Mas quem disse que consigo equilibrar todas essas coisas? Não acredito que eu seja capaz de equilibrar todas elas. O que, de fato, existe é um senso de urgência e de missão que me impedem de desprezar as incríveis oportunidades que se apresentam diante de mim. Acho perturbadora a ideia de desprezar uma dádiva ou um talento que Deus me deu. Tudo é graça. Se há algum equilíbrio, certamente, ele não vem de mim. Pelo contrário, o equilíbrio vem daquele que pesa a terra, com balança de precisão, na palma de sua mão. Se há algum equilíbrio, então, há graça. Em mim, como em todos os meus semelhantes, há apenas o caos e a vontade de encontrar a ordem e a beleza.

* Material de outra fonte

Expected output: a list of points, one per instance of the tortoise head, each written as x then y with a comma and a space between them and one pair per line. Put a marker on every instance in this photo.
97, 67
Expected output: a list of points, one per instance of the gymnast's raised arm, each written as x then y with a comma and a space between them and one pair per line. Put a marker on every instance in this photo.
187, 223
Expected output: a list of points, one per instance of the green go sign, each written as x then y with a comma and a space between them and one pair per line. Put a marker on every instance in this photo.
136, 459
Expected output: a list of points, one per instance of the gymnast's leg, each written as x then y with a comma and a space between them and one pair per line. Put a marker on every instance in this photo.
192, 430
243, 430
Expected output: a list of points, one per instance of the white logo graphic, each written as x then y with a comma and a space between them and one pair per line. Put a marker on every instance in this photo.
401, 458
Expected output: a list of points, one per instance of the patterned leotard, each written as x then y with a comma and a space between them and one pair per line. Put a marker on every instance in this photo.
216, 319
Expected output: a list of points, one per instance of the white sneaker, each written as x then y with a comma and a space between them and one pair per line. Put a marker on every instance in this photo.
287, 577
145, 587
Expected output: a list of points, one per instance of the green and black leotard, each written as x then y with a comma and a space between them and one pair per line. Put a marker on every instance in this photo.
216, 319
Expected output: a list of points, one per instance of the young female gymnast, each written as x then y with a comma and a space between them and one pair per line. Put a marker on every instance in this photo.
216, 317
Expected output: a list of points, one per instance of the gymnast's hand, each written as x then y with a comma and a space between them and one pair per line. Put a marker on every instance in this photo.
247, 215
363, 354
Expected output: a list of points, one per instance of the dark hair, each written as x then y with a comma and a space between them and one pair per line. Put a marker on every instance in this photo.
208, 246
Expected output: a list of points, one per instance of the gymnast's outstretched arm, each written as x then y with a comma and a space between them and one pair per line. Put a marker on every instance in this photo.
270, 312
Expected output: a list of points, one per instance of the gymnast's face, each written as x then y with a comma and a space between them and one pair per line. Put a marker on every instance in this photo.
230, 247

“Entre alguns protestantes, o Doutor Angélico não apenas foi temido como também foi flagrantemente distorcido. Mas a distorção talvez seja uma herança das críticas dos Reformadores à escolástica do século 16, sendo que Tomás viveu e escreveu no século 13.”
Jonas Madureira
Que desafios você entende que a igreja evangélica enfrentará nos próximos anos?
De todos os desafios, considero que o maior deles é o desafio da autocrítica. Acredito que somos todos limitados por natureza. Isso significa que sempre há pontos cegos em nossas perspectivas e análises. Quando falta autocrítica, sempre sobra a superestimação de nós mesmos e de nossas atitudes. Em geral, essa falta nos leva a absolutização do que é relativo e relativização do que é absoluto. No caso dos evangélicos, meu receio é, em especial, o da absolutização da política e relativização do evangelho, que podem conduzir os evangélicos a um destino contrário do que eles imaginam. Parece-me, às vezes, que nós trocamos a batalha espiritual pela batalha política. Todavia, a autocrítica pode nos fazer enxergar que o trem que tomamos está indo na direção totalmente oposta daquela em que deveríamos ir. Como disse Bonhoeffer, “se você tomar o trem errado, de nada adiantará correr de vagão em vagão na direção certa”. É preciso que os evangélicos se voltem radicalmente para o evangelho, caso contrário não farão mais jus ao nome de “evangélicos”.